Thursday, October 13, 2011

Manhattan Melodrama (1934)

John Dillinger saw this movie in a theater immediately before he was ambushed and killed by the FBI, well at least it was a good one. Given its title one might be suspecting one of those 'White Teleophone'  pictures common at the time, all plush apartments, heiresses, and tears. Manhattan Melodrama could probably be categorized as a 'crime drama' but its really a story about friendship. The structure or organizing principle of the film is one perhaps most associated with the classic Cagney/O'Brien feature Angels with Dirty Faces, two childhood friends end up on opposite sides of the track and one must ultimately sacrifice himself for the principles of the other.

In this case the two friends are Clark Gable and William Powell. When they are children (Micky Rooney plays Gable as a boy) their respective parents are killed in a tragic steam boat accident (you've got to love a film that features a river boat fire in the first five minutes). The two are briefly taken in by a nice Jewish man but he's killed in a riot and the film then becomes rather vague about how the two survived. Natural born con artist and charmer Gable goes on to become a kind of crime lord lite (he goes by Blackie), while studious Powell ends up an earnest and dedicated lawyer in the district attorneys office. Interestingly the two remain friends, Powell openly lets Gable know that if he's every arrested it will be his duty to prosecute, Gable for his part still respects, even venerates Powell envisioning a successful future political career for his friend.

Eventually Powell is elected district attorney, unable to attend Gable sends his girlfriend Myrna Loy to the celebrations, and of course love blooms. While Gable loves Loy he seems to love Powell even more and wishes the two the best as they embark on a romance that ends in marriage. As time goes by Powell is put up by his party to run for Governor, an associate in the DA's office expects to ride his coattails up the political ladder, but Powell knows him to be corrupt and even dismisses him from his current position. The bitter ex-associate threatens to defame Powell, charging that he purposely let Gable off on the murder of a bookie he is widely rumored to have killed (he is actually not prosecuted for lack of evidence). Loy tells Gable this, Gable kills the crooked former lawyer, Powell makes good on his promise to prosecute Gable if he was ever arrested, Gable's sentenced to death and Powell is elected governor.
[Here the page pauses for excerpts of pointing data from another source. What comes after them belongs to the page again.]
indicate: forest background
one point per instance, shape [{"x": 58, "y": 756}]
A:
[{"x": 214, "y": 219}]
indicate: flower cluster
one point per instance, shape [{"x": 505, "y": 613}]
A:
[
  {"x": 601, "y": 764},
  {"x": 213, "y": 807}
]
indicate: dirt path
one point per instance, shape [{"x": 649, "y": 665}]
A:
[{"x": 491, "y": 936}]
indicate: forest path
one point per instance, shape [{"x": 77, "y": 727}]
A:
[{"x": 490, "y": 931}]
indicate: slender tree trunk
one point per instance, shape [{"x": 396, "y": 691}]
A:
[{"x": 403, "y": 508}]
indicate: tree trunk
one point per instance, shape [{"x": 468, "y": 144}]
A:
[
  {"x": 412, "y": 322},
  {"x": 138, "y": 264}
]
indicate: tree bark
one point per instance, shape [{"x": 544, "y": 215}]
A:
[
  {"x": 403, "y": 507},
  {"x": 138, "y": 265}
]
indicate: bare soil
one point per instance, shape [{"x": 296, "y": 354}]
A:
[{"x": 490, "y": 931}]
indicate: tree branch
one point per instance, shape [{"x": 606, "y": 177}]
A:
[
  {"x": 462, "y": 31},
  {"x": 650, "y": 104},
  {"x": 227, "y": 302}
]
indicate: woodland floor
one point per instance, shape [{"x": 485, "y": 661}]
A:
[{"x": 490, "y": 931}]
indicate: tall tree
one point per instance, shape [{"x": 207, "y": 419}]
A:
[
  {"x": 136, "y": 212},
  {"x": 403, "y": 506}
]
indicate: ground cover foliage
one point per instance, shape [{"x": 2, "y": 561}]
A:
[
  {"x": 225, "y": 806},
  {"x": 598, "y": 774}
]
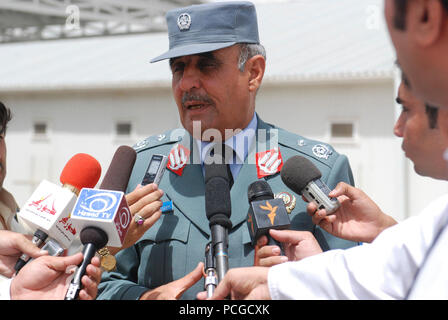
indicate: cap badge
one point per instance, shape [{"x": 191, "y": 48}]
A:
[
  {"x": 184, "y": 21},
  {"x": 322, "y": 151}
]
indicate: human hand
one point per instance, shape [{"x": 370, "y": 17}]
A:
[
  {"x": 53, "y": 279},
  {"x": 242, "y": 283},
  {"x": 175, "y": 289},
  {"x": 358, "y": 218},
  {"x": 12, "y": 245}
]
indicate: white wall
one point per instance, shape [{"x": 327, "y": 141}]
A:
[{"x": 84, "y": 122}]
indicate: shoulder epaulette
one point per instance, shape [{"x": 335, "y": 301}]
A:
[
  {"x": 170, "y": 136},
  {"x": 320, "y": 151}
]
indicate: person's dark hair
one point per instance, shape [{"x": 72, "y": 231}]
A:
[
  {"x": 432, "y": 114},
  {"x": 400, "y": 13},
  {"x": 5, "y": 117}
]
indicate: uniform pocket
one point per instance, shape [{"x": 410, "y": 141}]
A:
[{"x": 163, "y": 250}]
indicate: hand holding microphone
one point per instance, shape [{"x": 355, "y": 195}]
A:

Though he loves Gable, Powell refuses to grant him a stay of execution, feeling it would be an abuse of his power to intervene legally for the sake of a friend, as well as a betrayal of the voters who elected him on his anti-crime credentials. On the night Gable is to be executed Loy tells Powell that Gable committed the murder in order to ensure his election as governor. Loy says she'll leave Powell if he lets Gable be executed, he sticks to his principles and says he can not let Gable off. Torn Powell goes to visit Gable as he awaits execution, he moved by his friends willingness to face execution for the sake of his friend, in fact Gable is down right nonchalant about his impending execution. Powell wavers and offers to save Gables life, Gable refuses and is executed.
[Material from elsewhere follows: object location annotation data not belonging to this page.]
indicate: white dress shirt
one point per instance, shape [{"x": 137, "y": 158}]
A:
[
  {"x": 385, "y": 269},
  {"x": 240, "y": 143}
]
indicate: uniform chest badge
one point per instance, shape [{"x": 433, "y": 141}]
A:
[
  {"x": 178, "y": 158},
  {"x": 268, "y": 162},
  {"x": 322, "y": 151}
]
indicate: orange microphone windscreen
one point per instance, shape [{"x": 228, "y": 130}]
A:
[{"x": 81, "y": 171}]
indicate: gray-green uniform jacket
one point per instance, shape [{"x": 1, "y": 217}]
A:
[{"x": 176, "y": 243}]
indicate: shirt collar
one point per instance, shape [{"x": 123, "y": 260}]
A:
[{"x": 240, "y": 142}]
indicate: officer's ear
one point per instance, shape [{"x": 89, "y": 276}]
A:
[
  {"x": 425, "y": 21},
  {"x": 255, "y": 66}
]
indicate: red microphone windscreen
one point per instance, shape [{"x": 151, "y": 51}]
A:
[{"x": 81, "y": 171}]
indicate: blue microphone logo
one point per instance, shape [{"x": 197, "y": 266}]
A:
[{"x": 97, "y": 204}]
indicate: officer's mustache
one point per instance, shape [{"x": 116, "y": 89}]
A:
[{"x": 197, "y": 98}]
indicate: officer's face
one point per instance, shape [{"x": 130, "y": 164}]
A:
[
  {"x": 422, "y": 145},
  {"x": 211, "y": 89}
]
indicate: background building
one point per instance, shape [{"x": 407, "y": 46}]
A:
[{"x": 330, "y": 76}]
How Powell got elected governor I'll never know, he is simply too virtuous. Viewing his 'moment of weakness' in offering to save his friends life as making him unworthy of his high office Powell resigns the governorship (kind of a betrayal of what Gable sacrificed his life for if you think about it), he and Loy are reunited. A melodrama to be sure, and a good one. Charming and anchored by fine performances this is an engaging and likable picture, and while too unlikely a story for the real world, as cinematic morality tale it excels.